Symptoms of AS can make it difficult to perform daily activities
AS is a type of arthritis that affects the joints of the spine, causing inflammation and swelling. Because it usually occurs around the joints of the spine, the main AS symptoms include pain, stiffness and loss of ability to move the spine through its full range of motion.
This can make it difficult for people with AS to carry on with daily activities, which is one reason why some may experience a decline in their mental health and quality of life.
Staying active, exercising and adopting good posture can help living with AS less difficult while maintaining joint health.
“Yoga is associated with a reduced risk of heart disease in chronic conditions such as hypertension, diabetes mellitus, and metabolic syndrome,” the researchers wrote. “In addition to its beneficial effects on physiological and metabolic actions, yoga also influences positive actions for mental health. It helps reduce stress and its effects and improves anxiety and depression associated with various chronic diseases.
However, the effectiveness of a yoga practice for people with AS is unclear.
To find out more, a team of researchers from across India designed a three-month yoga program for people with AS that included yoga poses, breathing exercises, meditation and relaxation techniques.
As the study took place during the COVID-19 pandemic, all classes were offered online, twice a week for one hour per class.
Yoga is associated with a reduced risk of heart disease in chronic conditions such as hypertension, diabetes mellitus and metabolic syndrome
Lower disease activity reported in 57 adults who completed a yoga program
The researchers invited 130 adults who had been diagnosed with AS for at least three years to participate in the study. Participants were randomly assigned to one of two groups.
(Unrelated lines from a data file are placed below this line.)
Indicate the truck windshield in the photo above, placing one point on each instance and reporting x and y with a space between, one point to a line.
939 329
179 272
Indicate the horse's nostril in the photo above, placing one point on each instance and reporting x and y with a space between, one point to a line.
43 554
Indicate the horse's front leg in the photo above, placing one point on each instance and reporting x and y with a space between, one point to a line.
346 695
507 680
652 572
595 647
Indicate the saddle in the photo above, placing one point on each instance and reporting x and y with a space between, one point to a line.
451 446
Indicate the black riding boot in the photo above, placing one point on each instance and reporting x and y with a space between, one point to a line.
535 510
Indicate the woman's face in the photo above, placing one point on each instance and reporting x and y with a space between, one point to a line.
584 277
One group engaged in the three-month yoga program at home in addition to their usual care; the other group (control) received only its standard care.
Some participants dropped out of the study because they did not have time to follow the program or lacked motivation (four patients in the yoga group), were not reachable by phone or did not want to continue the program. study (eight patients in the control group), or were diagnosed with COVID-19 (one patient in the yoga group and five in the control group).
A total of 109 adults (57 in the yoga group and 52 in the control group) completed the study. Most (83.5%) were men and their average age was similar in the two groups (34.4 vs 35.1 years).
At the start of the study and after three months, researchers used the Bath Ankylosing Spondylitis Disease Activity Index to assess disease activity, including pain. While mean scores did not change in the control group, they dropped significantly in the yoga group, from 6.04 to 4.91 points, indicating less active disease.
Practicing tele-yoga also helped patients feel less anxious and depressed.
The yoga group also had significantly lower scores on Bath’s ankylosing spondylitis functional index (4.07 versus 4.93 points for the control group). The index measures the functional ability of people with AS to perform activities of daily living, and higher scores indicate more severe impairment.
Similar observations were made when examining the results of the ankylosing spondylitis quality of life questionnaire.
Researchers have found a link between disease outcomes and mental health. This means that the better the patients felt in terms of disease activity, functional ability and quality of life, the less anxious and depressed they were.
Exactly how yoga works to improve overall health remains unclear, but “yoga practice may have improved joint mobility and spinal flexibility”, while increasing pain tolerance and reducing stress, noted the researchers.
All participants were comfortable with a virtual yoga intervention, suggesting yoga (or tele-yoga) practice as a possible intervention for people with AS, the team wrote.